When it opened in 1960, Camelot had accumulated multiple miseries unrelated to the tangled passions of King Arthur, Guenevere, and Lancelot. Director Moss Hart missed the opening because he was recovering from a serious heart attack. Lerner had been ill before rehearsals began and went into the hospital right after it opened. The show ran over four hours in out-of-town tryouts in Toronto. It got down to three by opening night on Broadway (when Hart returned months later, he helped Lerner trim twenty minutes more). The 1967 movie version starring Richard Harris and Vanessa Redgrave is rather maudlin, but earnest and sensual and proof that vibrant actors can thrive in this fairytale romance. (If, like me, you stream it before heading to Lincoln Center, you’re in for a disappointing time.)
What Sorkin brings to the new book is not earnestness, but his patented brand of neo-screwball banter and on-the-nose pontificating, with generous scoops of sarcasm. Also: feminism—which in Sorkinese is technically ladyism. He correctly identifies the original Guenevere and Morgan Le Fey as dated and patronizing portraits, but his innovations are too labored and synthetic to seem anything but token. Guenevere first appears in male drag, running away from her imminent betrothal to Arthur, just outside Camelot. Soo pulls off this spunky pixie act with grace and grit, but Sorkin puts snarky lines into Guenevere’s mouth to score cheap meta laughs, which only makes her seem callow. After Arthur croons the title tune, Camelot as utopia where the weather is always fair, the queen-to-be irreverently cracks, “That dumb song, you said it was a metaphor. For what?” At times it seems like Sorkin’s book is competing with the score. As for Morgan (Marilee Talkington), she’s no longer a candy-gobbling fairy but a visionary scientist who has faith in science but none in humanity. Along with Sorkin’s ahistorical notion of Knights of the Round Table reading Plato and Aristotle, this is a nice try, but contrived, incoherent nonsense.

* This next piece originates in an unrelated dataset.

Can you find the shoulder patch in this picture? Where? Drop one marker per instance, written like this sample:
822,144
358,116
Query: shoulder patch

As Arthur, Burnap brings good looks and a decent tenor, and that’s it. An actor ought to have fun as Arthur—be nerdy, be horny, be flamboyant, be heartbroken—but Burnap resembles an average knight promoted beyond his abilities. At least Jordan Donica lets his freak flag fly as Lancelot—a warrior so selfless he’s a narcissist—and his rich, booming voice is burnished steel, but his rectitude barely softens. Both men are completely outshone by Soo, a legitimate star and superior singer, and so the love triangle becomes quite pointless. Dakin Matthews and Taylor Trensch make the quirkiest supporting characters, addled old-timer Pellinore and malignant bastard Mordred, passive and dull. Pellinore lacks pathos and dignity, and Mordred is reconceived, if I got it right, as a sickly victim of fetal alcohol syndrome. Choice after choice, Sorkin and Bartlett seem to be taking the classic both too literally and not seriously enough. After South Pacific, The King and I, and My Fair Lady, this is Sher’s fourth revival of a classic American musical at Lincoln Center Theater, and the least alive.
Amid the bland casting and cold, murky design, there is a warm, beating center: Soo. Her Guenevere is regal, sexy, smart yet fallible. In the first act’s frisky ode to pastoral hedonism, “The Lusty Month of May,” Soo hitches up her peasant-style skirt and jigs with abandon, pumping desperately needed excitement and humanity into the room. You believe two powerful men could fall for Guenevere, to the ruination of the Round Table, chivalry, and perhaps England itself. But it would take a magic potion for her to look twice at either of them.